Thursday 13 November 2014

Forwarding hunt group calls to a group voicemail

During a deployment, we were met with the request of calls in a hunt group (or queue) should be able to go to an Exchange UM enabled mailbox for the department/function.

HG name is department@sipdomain e.g. test@kml.local
Exchange mailbox is department@sipdomain e.g. test@kml.local
UPN for the Exchange mailbox is the same as the e-mailaddress

The mailbox account is (should be) disabled in AD, so first move is to enable the account. Then I enable the account for Lync using Powershell:
Get-CsAdUser -Identity "test@kml.local"|Enable-CsUser -RegistrarPool Lyncpool.kml.local -SipDomain kml.local -SipAddress sip:vm.test@kml.local

The Lync user should be Enterprise Voice enabled to be able to utilize the UM mailbox
Set-CsUser -Identity test@kml.local -EnterpriseVoiceEnabled $True

Next step is UM enabling the mailbox (implies that a UM Mailbox Policy has already been defined) this could be done using the Exchange Control Panel or Powershell:
Enable-UMMailbox -Identity "test@kml.local" -UMMailboxPolicy UmPolicy1 -Extensions 2000 -PIN 13579 -SIPResourceIdentifier "test@kml.local"
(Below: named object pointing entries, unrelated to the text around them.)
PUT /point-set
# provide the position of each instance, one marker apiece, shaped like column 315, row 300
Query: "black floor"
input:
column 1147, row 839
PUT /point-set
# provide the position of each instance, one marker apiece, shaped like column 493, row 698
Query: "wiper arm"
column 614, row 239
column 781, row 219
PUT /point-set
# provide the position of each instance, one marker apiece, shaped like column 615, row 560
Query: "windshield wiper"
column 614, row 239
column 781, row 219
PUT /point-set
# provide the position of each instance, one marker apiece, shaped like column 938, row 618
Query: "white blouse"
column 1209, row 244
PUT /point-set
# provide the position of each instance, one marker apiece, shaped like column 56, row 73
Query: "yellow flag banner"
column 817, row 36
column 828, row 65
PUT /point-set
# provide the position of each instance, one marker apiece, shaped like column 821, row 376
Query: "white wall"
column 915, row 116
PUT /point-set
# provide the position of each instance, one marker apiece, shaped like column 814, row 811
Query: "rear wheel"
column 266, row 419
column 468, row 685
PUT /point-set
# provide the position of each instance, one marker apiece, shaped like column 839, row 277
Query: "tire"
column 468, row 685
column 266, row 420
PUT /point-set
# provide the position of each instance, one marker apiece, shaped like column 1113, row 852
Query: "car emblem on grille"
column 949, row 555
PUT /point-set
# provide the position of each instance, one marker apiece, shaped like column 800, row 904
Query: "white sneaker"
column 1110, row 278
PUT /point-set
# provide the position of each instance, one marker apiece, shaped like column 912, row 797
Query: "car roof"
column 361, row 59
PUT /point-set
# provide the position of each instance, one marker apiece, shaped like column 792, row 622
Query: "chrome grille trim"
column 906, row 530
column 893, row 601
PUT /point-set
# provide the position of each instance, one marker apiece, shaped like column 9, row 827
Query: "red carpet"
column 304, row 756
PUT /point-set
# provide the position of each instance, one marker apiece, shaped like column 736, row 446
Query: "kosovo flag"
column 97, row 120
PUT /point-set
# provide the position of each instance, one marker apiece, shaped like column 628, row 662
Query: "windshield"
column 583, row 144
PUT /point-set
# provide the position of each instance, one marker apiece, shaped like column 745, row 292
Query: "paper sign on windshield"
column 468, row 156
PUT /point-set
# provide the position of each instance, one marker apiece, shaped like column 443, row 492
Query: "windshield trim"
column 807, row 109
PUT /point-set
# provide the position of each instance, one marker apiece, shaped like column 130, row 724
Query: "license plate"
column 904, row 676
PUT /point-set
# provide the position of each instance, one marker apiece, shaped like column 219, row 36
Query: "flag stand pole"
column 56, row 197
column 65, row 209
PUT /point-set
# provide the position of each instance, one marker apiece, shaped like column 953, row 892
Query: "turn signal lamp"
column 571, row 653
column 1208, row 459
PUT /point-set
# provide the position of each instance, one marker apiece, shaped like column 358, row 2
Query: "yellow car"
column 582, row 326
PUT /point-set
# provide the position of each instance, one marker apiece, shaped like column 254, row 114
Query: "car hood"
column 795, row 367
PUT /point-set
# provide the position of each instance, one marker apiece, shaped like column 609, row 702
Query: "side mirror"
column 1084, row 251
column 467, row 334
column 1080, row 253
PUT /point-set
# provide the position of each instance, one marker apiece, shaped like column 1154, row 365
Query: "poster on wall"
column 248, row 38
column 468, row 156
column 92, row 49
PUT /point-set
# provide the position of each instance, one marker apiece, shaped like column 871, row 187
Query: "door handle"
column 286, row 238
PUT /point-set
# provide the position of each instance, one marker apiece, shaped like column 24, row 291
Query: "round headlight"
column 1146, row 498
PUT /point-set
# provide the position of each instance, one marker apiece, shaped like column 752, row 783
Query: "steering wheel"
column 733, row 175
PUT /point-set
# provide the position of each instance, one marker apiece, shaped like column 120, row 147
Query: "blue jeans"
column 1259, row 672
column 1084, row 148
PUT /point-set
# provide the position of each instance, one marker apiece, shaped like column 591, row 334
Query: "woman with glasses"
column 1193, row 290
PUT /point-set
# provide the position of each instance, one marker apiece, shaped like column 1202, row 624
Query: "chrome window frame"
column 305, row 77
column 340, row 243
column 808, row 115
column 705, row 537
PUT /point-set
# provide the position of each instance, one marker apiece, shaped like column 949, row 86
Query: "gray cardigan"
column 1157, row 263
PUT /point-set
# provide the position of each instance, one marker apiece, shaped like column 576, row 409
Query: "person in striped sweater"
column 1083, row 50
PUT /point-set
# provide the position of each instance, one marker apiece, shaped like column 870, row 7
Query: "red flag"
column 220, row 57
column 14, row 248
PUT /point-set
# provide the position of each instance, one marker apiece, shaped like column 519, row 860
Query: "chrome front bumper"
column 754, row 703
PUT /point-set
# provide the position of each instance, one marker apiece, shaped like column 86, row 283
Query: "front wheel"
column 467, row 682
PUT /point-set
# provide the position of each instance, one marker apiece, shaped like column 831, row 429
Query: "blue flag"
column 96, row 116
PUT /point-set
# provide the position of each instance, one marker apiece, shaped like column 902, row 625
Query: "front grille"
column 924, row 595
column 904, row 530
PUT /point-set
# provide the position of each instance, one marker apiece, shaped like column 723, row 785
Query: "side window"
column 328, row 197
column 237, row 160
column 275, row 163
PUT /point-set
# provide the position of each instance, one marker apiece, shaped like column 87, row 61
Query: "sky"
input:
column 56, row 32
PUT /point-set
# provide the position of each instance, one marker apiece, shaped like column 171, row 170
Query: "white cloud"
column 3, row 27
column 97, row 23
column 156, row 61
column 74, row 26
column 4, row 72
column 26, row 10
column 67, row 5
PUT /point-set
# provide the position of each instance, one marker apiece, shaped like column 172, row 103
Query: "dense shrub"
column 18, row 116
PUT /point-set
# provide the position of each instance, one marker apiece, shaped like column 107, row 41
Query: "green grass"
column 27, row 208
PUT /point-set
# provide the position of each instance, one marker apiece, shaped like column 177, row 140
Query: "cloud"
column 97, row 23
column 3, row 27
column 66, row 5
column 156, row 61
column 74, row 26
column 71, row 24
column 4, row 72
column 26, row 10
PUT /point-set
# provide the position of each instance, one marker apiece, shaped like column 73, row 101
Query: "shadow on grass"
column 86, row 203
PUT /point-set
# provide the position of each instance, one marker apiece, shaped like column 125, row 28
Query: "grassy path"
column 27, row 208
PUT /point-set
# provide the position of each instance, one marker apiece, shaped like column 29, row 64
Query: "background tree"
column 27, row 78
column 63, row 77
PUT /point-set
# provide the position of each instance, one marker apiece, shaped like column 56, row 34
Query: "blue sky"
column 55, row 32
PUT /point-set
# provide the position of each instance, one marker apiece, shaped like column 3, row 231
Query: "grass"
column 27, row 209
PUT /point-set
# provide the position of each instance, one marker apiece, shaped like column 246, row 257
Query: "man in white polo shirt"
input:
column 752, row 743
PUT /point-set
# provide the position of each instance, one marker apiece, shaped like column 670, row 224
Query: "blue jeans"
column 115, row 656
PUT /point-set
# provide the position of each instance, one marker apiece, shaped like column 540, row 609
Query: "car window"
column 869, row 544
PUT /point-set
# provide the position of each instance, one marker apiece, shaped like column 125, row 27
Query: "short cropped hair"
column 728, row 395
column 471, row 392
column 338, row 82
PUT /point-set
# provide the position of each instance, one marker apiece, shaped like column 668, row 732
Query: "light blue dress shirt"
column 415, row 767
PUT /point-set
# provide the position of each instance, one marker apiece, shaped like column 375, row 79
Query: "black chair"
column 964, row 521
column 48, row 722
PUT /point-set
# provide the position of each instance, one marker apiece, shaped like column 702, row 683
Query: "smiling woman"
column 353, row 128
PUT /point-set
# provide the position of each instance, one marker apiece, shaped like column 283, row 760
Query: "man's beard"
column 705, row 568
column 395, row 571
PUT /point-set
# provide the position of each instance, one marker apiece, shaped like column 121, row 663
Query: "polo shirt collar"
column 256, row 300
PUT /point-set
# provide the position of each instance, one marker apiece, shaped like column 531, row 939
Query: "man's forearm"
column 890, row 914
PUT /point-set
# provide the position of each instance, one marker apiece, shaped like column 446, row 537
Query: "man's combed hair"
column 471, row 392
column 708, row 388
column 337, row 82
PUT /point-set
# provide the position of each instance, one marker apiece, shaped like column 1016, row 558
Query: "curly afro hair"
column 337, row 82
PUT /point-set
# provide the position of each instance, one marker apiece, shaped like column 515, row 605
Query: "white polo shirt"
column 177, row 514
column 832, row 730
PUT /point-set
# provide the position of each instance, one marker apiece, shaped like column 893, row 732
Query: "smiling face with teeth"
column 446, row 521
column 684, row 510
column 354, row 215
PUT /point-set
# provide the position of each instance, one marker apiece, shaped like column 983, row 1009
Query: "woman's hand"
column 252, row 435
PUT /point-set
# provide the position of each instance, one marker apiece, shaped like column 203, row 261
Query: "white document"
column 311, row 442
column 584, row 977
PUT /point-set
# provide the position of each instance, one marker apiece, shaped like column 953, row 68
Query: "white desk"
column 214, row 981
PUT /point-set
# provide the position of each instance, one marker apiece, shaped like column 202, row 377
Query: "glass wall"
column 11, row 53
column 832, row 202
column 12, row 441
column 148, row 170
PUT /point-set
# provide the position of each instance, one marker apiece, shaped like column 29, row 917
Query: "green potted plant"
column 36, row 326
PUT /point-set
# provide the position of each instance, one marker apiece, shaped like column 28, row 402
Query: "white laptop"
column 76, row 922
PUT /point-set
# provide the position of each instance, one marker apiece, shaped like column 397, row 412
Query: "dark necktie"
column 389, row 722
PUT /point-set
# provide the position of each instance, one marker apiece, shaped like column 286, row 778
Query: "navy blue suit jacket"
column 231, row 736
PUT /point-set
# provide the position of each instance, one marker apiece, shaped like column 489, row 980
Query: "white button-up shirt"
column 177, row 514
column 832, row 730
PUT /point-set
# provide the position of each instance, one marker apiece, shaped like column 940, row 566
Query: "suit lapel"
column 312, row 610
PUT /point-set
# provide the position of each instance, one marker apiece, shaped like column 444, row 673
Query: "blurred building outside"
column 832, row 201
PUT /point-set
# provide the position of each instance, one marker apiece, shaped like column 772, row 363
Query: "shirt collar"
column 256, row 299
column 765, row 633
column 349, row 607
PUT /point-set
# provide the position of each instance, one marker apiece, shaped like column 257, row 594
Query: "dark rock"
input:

Now we'll use SEFAUtil to set the Lync forwarding destination for test@kml.local.
.\SEFAUtil.exe /server:lyncpool.kml.local test@kml.local /enablefwdimmediate /setfwddestination:"sip:test@kml.local;app=voicemail"

Now we can assign the Forward to Voicemail destination in the HG setup and don't forget to record a greeting in the Exchange mailbox.

After recording a greeting, you should consider disabling the AD account again. If you decide to disable the account, the users of the mailbox cannot record a new greeting unless an administrator (you) reenable the account again.